Sam Lavigne and Tega Brain, The Good Life, 2016 (screen capture). Website, public domain text, and mail server. Courtesy the artists
Machine learning is widely used in contemporary digital culture, for tasks that range from the analysis of consumer habits to suggesting auto-replies on email threads. Before systems can analyze or generate new text, they must be given an existing body of text to study. Very often, the text they are given is the Enron email corpus.
At the beginning of the second Bush administration, the Enron Corporation was one of America’s largest companies, a darling of the stock market in the wake of the dot-com crash. Its growth was fueled by fraudulent accounting practices, and as its business ventures ran operating losses and fueled rolling blackouts in California, its opaque earnings statements began to draw scrutiny. At the start of 2001, Enron was trading for $83 a share; by the end of the year, the share price was just sixty cents, and the company was under investigation and had filed for bankruptcy. Thousands of people lost their jobs and savings.

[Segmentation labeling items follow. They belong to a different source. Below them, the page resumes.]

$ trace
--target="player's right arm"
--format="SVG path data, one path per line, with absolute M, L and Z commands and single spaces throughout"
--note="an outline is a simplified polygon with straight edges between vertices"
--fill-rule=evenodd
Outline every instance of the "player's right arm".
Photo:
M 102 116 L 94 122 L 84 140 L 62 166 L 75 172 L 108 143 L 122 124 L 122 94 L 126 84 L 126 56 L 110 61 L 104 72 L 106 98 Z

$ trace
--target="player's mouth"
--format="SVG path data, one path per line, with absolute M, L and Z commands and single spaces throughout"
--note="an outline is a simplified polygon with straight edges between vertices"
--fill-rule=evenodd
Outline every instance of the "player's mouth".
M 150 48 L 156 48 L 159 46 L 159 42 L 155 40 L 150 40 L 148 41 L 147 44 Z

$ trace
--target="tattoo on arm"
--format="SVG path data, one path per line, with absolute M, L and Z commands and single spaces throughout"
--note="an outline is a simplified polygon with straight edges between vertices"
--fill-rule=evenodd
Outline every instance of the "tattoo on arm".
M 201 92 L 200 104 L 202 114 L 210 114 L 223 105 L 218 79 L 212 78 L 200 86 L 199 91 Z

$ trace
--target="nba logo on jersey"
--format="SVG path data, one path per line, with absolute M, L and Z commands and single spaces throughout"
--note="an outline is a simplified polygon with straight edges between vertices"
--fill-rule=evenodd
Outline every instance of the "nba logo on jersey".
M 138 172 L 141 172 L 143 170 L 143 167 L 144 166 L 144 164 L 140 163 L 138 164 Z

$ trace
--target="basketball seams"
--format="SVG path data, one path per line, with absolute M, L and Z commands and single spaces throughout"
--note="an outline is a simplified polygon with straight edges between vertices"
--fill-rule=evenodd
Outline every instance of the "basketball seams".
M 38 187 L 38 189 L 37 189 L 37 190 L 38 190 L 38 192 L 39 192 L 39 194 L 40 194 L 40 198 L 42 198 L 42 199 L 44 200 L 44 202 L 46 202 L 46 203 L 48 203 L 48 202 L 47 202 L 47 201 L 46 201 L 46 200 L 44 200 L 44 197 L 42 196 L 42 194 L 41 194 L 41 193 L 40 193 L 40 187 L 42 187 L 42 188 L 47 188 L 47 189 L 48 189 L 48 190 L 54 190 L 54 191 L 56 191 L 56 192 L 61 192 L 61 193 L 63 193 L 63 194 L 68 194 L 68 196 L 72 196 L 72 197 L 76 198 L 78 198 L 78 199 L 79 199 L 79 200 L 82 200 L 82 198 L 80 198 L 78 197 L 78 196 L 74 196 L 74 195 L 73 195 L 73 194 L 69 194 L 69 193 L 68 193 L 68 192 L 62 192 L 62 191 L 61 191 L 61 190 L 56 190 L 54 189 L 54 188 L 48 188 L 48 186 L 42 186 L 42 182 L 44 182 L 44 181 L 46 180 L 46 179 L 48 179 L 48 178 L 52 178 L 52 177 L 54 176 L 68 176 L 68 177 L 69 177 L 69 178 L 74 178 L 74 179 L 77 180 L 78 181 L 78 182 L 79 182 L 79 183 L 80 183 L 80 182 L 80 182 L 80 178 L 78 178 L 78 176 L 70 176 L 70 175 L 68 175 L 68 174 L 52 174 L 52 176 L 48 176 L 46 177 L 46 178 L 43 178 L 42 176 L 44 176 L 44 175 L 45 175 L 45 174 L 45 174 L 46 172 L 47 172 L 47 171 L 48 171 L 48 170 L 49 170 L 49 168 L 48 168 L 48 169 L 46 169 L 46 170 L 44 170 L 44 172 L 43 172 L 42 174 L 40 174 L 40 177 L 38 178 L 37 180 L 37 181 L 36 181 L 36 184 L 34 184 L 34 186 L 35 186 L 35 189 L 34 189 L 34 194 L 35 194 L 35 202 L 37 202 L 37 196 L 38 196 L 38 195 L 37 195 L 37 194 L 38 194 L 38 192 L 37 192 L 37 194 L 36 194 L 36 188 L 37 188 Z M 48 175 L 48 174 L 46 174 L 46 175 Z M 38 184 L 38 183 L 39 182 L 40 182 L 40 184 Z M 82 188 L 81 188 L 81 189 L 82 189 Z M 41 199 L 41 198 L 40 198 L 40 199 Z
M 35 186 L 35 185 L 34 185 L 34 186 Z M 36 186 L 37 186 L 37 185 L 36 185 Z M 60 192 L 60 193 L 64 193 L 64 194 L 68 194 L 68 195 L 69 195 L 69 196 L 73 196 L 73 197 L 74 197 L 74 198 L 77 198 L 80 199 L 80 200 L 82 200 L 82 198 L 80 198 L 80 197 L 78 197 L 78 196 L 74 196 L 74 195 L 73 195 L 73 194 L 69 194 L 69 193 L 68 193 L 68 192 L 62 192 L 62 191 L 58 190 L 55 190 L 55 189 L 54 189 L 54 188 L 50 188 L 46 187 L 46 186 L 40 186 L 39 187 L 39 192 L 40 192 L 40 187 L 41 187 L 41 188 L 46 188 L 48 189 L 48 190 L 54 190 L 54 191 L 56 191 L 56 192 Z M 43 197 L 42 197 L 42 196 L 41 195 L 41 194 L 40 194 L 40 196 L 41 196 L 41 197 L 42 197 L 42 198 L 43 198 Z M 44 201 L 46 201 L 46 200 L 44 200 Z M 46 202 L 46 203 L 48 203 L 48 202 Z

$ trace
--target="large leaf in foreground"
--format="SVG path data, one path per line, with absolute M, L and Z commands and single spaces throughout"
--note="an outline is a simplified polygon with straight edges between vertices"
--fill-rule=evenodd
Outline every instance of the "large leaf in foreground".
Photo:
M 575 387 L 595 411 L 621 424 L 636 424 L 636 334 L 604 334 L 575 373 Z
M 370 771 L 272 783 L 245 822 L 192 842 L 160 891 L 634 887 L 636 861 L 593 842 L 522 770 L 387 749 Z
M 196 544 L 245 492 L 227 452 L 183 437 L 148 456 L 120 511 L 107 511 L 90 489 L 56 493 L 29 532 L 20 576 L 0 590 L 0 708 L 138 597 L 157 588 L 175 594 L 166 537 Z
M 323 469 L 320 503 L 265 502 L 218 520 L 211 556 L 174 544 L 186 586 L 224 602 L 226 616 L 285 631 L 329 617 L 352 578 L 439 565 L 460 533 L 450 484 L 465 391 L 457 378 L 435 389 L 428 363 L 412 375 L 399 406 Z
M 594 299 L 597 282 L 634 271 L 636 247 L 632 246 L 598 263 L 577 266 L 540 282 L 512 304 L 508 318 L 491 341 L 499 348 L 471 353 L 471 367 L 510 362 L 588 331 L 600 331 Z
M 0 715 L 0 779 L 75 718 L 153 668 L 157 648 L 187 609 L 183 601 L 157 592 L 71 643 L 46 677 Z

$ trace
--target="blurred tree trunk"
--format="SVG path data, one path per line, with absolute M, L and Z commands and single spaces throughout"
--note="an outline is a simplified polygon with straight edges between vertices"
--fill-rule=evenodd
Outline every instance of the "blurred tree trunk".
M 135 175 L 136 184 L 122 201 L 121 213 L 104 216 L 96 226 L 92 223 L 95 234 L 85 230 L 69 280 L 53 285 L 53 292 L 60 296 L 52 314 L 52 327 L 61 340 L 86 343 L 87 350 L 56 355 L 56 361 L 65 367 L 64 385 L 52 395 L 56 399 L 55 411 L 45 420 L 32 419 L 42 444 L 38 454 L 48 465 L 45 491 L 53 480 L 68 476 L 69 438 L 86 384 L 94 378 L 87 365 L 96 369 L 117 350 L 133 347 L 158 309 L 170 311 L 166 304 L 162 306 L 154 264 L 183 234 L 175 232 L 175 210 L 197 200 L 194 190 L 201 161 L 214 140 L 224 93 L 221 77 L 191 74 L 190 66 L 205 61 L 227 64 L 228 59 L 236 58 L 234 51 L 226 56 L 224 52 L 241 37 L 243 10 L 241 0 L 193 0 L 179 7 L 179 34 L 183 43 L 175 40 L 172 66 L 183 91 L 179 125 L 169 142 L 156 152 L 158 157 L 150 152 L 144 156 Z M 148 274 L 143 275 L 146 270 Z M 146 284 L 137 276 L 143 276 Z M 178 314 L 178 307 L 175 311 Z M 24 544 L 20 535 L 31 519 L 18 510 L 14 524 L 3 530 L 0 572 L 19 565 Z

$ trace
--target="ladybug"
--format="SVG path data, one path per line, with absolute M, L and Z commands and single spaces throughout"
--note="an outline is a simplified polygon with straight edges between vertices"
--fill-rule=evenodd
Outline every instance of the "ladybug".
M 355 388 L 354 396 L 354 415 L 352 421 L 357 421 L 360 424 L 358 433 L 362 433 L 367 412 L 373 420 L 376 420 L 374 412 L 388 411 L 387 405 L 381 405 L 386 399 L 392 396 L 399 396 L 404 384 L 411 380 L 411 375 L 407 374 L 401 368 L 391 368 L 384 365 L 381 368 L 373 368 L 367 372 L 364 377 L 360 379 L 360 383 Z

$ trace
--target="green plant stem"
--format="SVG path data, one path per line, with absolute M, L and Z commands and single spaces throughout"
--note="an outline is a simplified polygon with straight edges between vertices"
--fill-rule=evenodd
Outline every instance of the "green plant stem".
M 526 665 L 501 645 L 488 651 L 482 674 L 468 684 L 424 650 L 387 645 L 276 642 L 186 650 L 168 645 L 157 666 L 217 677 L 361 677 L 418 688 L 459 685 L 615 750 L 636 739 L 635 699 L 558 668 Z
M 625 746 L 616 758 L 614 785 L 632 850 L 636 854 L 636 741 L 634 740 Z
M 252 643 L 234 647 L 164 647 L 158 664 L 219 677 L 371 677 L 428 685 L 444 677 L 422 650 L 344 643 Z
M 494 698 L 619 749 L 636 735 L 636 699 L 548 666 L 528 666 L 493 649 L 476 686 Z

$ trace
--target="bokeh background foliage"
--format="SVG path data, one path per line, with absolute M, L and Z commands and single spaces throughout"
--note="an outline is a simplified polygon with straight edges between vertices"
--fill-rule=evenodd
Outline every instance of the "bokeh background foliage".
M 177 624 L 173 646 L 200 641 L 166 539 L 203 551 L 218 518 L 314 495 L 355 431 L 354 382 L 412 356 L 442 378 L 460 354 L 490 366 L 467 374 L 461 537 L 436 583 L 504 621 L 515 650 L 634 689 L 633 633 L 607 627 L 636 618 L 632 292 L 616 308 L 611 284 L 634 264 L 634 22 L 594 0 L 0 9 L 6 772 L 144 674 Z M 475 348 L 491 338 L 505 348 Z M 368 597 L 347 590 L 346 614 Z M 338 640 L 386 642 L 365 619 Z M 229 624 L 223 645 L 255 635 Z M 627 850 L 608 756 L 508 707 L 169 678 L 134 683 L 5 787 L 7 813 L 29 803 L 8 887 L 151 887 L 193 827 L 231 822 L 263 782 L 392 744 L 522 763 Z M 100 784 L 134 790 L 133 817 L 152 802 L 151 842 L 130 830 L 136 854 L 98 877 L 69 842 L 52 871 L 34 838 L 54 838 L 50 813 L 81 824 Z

In March 2003, the Federal Energy Regulatory Commission released Enron’s emails into the public domain as a part of the evidence of the company’s crimes. It was the first time an archive of emails of its size had ever been made public, and the archive remains one of the largest freely available. As a result, this record of the online communications of the participants in a fraud of historic proportions has proven unexpectedly useful long after the court cases closed. Social scientists and linguists pore over it to draw conclusions about the use of language in the American workplace, as recently described in the New Yorker:
“Only six per cent of the e-mails she examined had any greeting at all; most began in medias res. The employees most likely to use a friendly greeting were women not in positions of authority, followed by men in subservient positions. Powerful men were the most likely just to open an e-mail window and start typing. In some cases, an e-mail would simply be addressed ‘Guys.’”
Alongside this interest from researchers, countless machine learning systems have been trained on the Enron emails—and then go on to reproduce the patterns and biases found in them. As artists Sam Lavigne and Tega Brain note, “This dataset, which was generated by a group of mostly white male corporate criminals, is therefore in our lives in ways we don’t understand and haven’t fully considered.”
Produced with the aid of a 2016 Rhizome Net Art Microgrant, The Good Life gives users the opportunity to reflect on the specific qualities of this now-influential text by receiving the emails one at a time. In the artists’ own words:
“ The Good Life invites you to experience a nightmarish simulation of living through the death throes of a corporation in the 2000s. Sign up at http://enron.email to receive 225,000 Enron emails over the course of seven years. You will receive the emails in chronological order at the frequency at which they were sent, relatively adjusted to the seven-year timeline.”
There are many ways to enjoy the Enron corpus, but by far the most pleasurable is to read all 225,000 emails in the order they were sent.
Many of the former Enron employees whose correspondence appears in the corpus are highly privileged, possibly criminal, and generally unsympathetic, but their emails serve as a reminder that this dataset (like many others) is ultimately a record of people’s lives and labor. Discussions of oil-and-gas skullduggery are interspersed with details of meals and loves, families and pets.
The city of Houston, where Enron was headquartered, is also a regular presence; the company employed thousands of people there. Today, as Houston residents recover from the tragic aftermath of Hurricane Harvey, our thoughts are with all those affected. We hope viewers and subscribers to “The Good Life” will consider supporting relief efforts.